Extrait de la loi Rebsamen :

Article 26
I. - Le deuxième alinéa de l'article L. 1226-12 du même code est complété par une phrase ainsi rédigée :
« Il peut également rompre le contrat de travail si l'avis du médecin du travail mentionne expressément que tout maintien du salarié dans l'entreprise serait gravement préjudiciable à sa santé. »

Information en cas de recours 

Le même article 26 de la loi, modifie également le contenu de l’article L 4624-1 du code du travail qui concerne un cas de recours par l’une des 2 parties (employeur ou salarié) devant l'inspection du travail suite à un avis d'inaptitude. 

Article L4624-1

Le médecin du travail est habilité à proposer des mesures individuelles telles que mutations ou transformations de postes, justifiées par des considérations relatives notamment à l'âge, à la résistance physique ou à l'état de santé physique et mentale des travailleurs.

L'employeur est tenu de prendre en considération ces propositions et, en cas de refus, de faire connaître les motifs qui s'opposent à ce qu'il y soit donné suite.

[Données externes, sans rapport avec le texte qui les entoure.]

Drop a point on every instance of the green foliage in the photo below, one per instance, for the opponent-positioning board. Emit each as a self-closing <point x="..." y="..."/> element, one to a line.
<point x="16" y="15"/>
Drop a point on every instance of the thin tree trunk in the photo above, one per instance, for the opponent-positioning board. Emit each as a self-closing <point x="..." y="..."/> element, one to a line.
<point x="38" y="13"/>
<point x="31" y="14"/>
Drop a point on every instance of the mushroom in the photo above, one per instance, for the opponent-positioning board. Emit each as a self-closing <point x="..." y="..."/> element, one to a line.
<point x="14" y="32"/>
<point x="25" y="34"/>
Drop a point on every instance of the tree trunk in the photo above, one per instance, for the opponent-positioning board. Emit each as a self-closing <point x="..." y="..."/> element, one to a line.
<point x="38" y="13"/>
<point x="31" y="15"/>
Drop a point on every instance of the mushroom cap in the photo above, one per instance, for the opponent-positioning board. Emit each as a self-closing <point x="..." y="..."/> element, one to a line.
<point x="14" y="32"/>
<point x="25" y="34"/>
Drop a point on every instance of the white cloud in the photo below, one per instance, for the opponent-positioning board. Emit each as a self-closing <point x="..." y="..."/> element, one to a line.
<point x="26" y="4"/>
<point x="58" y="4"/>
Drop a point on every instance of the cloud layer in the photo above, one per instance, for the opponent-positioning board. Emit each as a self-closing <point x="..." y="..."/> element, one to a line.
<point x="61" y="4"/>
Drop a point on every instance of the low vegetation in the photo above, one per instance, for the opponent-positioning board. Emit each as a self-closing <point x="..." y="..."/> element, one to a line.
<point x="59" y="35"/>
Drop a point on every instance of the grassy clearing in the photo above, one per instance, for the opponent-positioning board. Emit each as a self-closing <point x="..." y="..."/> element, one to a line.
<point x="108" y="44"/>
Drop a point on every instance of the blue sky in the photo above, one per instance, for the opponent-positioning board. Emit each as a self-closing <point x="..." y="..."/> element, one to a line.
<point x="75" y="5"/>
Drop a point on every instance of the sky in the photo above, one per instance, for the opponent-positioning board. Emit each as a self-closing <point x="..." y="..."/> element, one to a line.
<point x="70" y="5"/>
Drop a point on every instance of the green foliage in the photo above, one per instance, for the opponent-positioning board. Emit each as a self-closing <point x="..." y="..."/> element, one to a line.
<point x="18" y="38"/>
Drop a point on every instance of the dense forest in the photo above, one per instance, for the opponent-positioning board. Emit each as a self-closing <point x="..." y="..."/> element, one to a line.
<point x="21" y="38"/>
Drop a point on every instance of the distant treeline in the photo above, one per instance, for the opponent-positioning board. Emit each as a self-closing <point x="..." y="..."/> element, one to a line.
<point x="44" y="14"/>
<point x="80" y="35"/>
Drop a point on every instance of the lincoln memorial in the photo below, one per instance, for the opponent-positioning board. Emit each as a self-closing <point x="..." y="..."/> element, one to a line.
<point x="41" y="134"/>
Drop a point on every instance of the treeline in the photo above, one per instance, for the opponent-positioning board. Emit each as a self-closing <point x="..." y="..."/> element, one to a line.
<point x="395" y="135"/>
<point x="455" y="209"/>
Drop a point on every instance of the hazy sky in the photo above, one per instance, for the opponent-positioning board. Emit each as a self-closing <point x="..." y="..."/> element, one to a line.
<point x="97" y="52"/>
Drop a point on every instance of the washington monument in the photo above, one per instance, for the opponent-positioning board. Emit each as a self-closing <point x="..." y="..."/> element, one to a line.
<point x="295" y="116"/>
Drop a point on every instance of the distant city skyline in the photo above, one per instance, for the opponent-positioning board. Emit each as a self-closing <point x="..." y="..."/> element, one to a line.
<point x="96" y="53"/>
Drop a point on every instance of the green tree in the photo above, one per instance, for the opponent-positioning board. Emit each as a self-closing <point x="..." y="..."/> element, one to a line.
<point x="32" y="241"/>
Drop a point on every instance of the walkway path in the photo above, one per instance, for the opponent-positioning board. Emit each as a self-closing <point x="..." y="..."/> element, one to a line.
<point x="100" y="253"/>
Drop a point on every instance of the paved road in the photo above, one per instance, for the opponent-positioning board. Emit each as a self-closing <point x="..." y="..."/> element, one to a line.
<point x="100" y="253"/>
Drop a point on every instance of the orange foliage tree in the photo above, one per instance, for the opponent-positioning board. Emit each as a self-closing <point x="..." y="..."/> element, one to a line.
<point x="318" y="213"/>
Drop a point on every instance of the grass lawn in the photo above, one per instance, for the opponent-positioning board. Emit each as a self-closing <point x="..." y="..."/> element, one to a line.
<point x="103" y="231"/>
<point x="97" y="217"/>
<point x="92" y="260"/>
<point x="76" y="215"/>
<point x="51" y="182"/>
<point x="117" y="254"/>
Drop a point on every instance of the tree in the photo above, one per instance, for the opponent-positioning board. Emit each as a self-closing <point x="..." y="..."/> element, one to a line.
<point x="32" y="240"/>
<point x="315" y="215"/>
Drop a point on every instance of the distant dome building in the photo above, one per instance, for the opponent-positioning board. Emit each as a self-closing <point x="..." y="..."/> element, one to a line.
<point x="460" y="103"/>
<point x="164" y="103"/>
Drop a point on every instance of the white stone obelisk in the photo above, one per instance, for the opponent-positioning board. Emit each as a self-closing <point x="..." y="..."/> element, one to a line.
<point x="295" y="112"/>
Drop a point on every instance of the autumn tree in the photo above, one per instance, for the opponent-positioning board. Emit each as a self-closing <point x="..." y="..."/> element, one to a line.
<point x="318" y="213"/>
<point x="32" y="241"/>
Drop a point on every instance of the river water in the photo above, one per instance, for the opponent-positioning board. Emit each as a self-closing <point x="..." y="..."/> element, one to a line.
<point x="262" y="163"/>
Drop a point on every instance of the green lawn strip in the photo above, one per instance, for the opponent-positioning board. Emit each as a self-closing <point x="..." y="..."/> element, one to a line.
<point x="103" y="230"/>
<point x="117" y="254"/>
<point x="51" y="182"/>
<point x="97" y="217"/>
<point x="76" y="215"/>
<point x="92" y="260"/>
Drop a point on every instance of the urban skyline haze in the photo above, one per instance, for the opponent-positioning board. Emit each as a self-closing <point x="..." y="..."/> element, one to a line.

En cas de difficulté ou de désaccord, l'employeur ou le salarié peut exercer un recours devant l'inspecteur du travail. Ce dernier prend sa décision après avis du médecin inspecteur du travail.

Désormais, il est précisément indiqué que la partie qui exerce ce recours devra en informer l'autre, cette information n’était pas obligatoire avant la loi. 

Extrait de la loi Rebsamen :

IV. - L'article L. 4624-1 du même code est ainsi modifié :
1° Le premier alinéa est complété par une phrase ainsi rédigée :
« Il peut proposer à l'employeur l'appui de l'équipe pluridisciplinaire du service de santé au travail ou celui d'un organisme compétent en matière de maintien dans l'emploi. » ;
2° Au début de la seconde phrase du dernier alinéa, les mots : « Ce dernier » sont remplacés par une phrase et les mots : « Il en informe l'autre partie. L'inspecteur du travail ».

Entrée en vigueur 

Ces nouvelles dispositions entrent en vigueur à compter du 19 août 2015, lendemain de la publication de la loi au JO.